Выбрать главу

На перрон выходят  Т и м к а  и  О л ь ш е в с к и й.

Т и м к а. Что же делать, пинь-пинь… Тарарах! Где же Аркадий?

О л ь ш е в с к и й. Все сроки прошли! Ни его, ни Карташева!

Т и м к а. Эшелон уйдет, а мы останемся! Весело, пинь-пинь… тарарах!..

О л ь ш е в с к и й. Идет! (Кричит.) Аркадий, сюда!

Появляется  А р к а д и й. Он в шинели реалиста с мешком за плечами.

Т и м к а. Ты что опаздываешь?

А р к а д и й. Не мог раньше, Тима… Несчастье у нас… (Отворачивается.)

О л ь ш е в с к и й. Ты что… это самое… плачешь?.. Что случилось?

Т и м к а. Что с тобой, Аркадий?

А р к а д и й. Отца… расстреляли… (Вынимает из кармана лист бумаги, протягивает Тимке.) Вот…

Т и м к а (читает). «В ответ на Ваш запрос сообщаем, что дело Петра Алексеевича Голикова разыскано в секретных архивах Военного суда шестого армейского корпуса. За преданность революции, за стойкость и твердую веру в наше правое дело царский суд приговорил рядового Петра Голикова к расстрелу. Двадцать пятого февраля тысяча девятьсот семнадцатого года приговор был приведен в исполнение. За смерть нашего товарища отомстим белым гадам сполна! Да здравствует мировая революция! По поручению солдат двенадцатого Сибирского полка подписал комиссар А. Трифонов».

А р к а д и й (после паузы). Карташева еще нет?

О л ь ш е в с к и й. Нет.

А р к а д и й. У Сухарева были?

Т и м к а. Были… Ничего не выходит! Малы еще, говорит, по фронтам шататься, дома сидите. Я говорю, Иван Степанович, мы с крановщицами хотим драться, а он смеется!

А р к а д и й.
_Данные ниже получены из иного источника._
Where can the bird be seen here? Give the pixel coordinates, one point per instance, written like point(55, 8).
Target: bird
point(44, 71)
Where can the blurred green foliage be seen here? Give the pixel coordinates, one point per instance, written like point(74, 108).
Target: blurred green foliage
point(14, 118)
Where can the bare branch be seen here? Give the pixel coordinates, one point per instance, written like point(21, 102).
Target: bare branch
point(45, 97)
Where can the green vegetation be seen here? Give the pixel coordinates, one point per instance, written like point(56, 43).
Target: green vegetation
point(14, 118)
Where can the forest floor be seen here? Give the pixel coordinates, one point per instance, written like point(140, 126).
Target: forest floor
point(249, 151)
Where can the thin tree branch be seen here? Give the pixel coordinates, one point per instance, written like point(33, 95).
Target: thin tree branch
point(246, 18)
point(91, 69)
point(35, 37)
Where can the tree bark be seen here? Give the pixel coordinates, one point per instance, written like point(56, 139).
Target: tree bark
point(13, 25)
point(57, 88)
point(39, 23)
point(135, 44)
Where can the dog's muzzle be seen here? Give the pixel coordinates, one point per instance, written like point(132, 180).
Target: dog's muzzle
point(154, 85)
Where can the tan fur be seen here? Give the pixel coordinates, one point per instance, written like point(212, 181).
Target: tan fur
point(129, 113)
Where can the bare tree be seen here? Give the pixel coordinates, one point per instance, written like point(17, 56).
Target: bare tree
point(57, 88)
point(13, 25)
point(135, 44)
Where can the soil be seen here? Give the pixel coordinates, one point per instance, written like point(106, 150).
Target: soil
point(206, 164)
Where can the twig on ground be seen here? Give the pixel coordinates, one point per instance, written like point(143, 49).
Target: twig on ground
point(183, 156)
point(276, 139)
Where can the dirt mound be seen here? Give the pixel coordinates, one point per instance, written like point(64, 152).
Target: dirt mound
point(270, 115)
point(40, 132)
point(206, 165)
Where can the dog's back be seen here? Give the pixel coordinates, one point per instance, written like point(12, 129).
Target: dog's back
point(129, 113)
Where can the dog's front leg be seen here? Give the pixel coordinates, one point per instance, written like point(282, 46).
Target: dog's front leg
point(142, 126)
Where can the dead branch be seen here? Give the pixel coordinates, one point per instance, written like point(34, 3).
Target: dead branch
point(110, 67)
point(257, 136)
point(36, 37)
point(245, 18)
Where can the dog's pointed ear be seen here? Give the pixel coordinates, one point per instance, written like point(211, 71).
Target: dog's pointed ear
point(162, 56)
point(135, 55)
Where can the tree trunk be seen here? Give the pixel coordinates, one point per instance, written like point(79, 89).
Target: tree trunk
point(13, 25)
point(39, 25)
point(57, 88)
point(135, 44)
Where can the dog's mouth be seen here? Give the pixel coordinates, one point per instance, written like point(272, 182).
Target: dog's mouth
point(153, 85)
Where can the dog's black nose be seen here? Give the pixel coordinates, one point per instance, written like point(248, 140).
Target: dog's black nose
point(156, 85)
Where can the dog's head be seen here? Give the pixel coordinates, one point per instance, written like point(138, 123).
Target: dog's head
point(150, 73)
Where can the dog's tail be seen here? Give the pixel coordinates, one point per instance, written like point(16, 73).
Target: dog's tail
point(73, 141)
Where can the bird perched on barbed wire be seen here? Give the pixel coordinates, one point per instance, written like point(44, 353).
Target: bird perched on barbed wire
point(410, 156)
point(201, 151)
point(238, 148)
Дома мне делать нечего! Все равно на фронт уеду! Сухарев не возьмет, с другим отрядом уеду!

Т и м к а. Тебе хорошо: ты вон какой здоровенный вымахал!

О л ь ш е в с к и й. Смотрите, ребята! Карташев с отцом!

А р к а д и й. С отцом!

О л ь ш е в с к и й. Ну да! И… это самое… с чемоданами!

Т и м к а. Это что ж такое, пинь-пинь… тарарах?!

На перроне появляется человек в фуражке чиновника, с чемоданами в руках. За ним  К а р т а ш е в. Они направляются в зал ожидания.

А р к а д и й. Виктор!

К а р т а ш е в. Я сейчас!.. Папа, я приду через пять минут. Можно?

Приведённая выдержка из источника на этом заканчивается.